Q. I guess you were on the peak of the ridge.

A. Yes, it was a little higher there. There we had a full view, in early morning we had a full view of everything. We could see our own planes, just these little moths, I suppose you'd call them in those days, going backward and forward. The enemy, of course he was doing the same thing and machine gunning us to the best of his ability. I can remember another little incident there. Looking through, there was a stretcher party that went across in front of us in the German lines, carrying the sign of distress, the Red Cross flag, you know, showing a stretcher party. In common decency, if you want to call it that, or common custom, whichever you want to use, it was to respect them and let them carry on and take their wounded away. Our men naturally popped their heads up to see what was going on and some of them came down in a great big hurry. There was a machine gun on the stretcher, not a body, so you know what happened.

Q. Yes, that happened every once in a while.

A. Of course our men quite promptly responded and the stretcher dropped to the ground. I was only for a tour of twenty-four hours only in that trench. We were told that we had relieved the Australians but we never saw an Australian, we never saw anybody else. It was an empty trench when we got to it and it was empty when we came out. We stopped out the back of the trench and walked straight back.

Q. You went forward that morning, did you not, on the 10th?

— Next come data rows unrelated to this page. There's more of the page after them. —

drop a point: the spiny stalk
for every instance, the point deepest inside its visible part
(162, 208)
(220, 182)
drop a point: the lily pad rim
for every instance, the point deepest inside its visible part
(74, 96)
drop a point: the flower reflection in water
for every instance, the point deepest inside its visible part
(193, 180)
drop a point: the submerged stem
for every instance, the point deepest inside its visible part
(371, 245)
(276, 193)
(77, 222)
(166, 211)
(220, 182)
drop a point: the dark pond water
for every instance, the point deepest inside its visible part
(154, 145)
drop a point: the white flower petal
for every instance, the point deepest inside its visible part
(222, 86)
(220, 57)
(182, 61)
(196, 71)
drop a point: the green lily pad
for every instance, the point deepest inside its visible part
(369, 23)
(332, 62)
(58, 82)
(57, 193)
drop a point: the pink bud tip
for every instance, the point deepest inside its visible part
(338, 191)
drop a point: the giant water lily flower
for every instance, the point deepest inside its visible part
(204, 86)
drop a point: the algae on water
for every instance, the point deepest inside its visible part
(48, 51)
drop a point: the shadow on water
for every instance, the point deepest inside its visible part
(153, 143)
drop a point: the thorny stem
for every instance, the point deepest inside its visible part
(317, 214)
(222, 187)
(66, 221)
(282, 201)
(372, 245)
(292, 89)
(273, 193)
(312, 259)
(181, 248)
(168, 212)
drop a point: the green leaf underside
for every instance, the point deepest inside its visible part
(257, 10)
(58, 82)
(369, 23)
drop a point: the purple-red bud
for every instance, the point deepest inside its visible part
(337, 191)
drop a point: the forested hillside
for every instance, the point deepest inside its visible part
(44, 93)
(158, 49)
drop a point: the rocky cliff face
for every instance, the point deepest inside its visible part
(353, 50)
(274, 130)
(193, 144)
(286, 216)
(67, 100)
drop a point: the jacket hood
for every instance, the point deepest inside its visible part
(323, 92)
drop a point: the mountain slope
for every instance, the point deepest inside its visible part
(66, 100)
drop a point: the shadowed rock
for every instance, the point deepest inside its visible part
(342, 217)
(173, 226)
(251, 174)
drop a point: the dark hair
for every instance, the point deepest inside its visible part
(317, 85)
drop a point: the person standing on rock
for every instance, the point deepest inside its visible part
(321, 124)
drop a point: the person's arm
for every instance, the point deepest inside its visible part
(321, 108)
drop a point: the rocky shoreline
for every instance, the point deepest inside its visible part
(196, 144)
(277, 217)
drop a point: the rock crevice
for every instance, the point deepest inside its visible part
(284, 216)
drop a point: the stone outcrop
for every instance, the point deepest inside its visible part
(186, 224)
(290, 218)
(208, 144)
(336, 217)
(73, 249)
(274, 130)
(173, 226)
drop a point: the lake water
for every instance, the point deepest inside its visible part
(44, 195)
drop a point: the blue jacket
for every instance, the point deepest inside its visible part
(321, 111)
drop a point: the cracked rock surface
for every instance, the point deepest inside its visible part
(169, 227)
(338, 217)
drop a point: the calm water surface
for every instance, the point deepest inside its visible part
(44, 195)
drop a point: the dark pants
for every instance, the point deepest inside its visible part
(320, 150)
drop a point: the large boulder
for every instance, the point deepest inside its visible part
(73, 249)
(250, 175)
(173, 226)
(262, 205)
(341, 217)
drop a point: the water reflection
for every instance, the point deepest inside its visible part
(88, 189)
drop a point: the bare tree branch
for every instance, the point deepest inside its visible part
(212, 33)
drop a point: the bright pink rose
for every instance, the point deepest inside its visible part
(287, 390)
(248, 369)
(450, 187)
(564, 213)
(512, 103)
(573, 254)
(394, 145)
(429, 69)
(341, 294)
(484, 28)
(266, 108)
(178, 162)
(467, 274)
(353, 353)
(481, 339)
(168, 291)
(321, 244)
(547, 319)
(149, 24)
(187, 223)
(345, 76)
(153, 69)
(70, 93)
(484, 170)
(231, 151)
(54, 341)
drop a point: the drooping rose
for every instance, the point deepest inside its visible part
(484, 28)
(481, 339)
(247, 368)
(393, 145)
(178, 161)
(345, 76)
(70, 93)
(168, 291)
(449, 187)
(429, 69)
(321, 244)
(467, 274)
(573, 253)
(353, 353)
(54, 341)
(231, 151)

A. We did not, not our section.

Q. But parts of the battalion?

A. They may have, yes. They may have put another company in, they may have done anything.

Q. The general story from most people is that you went through the 7th and 8th Battalions at some point on the 10th and took over.

A. It's quite possible that some of them did.

Q. You were very heavily shelled in the process.

A. Yes, we were very heavily shelled before we established in that one trench. We tried to dig in all we could. We were told, "Every man for himself". The officers alike were all digging and that was the first night we went in, the night that I went in with them. We could see them dropping like flies all around us. However, we were in there for twenty-four hours and they pulled our company out. That's all I know.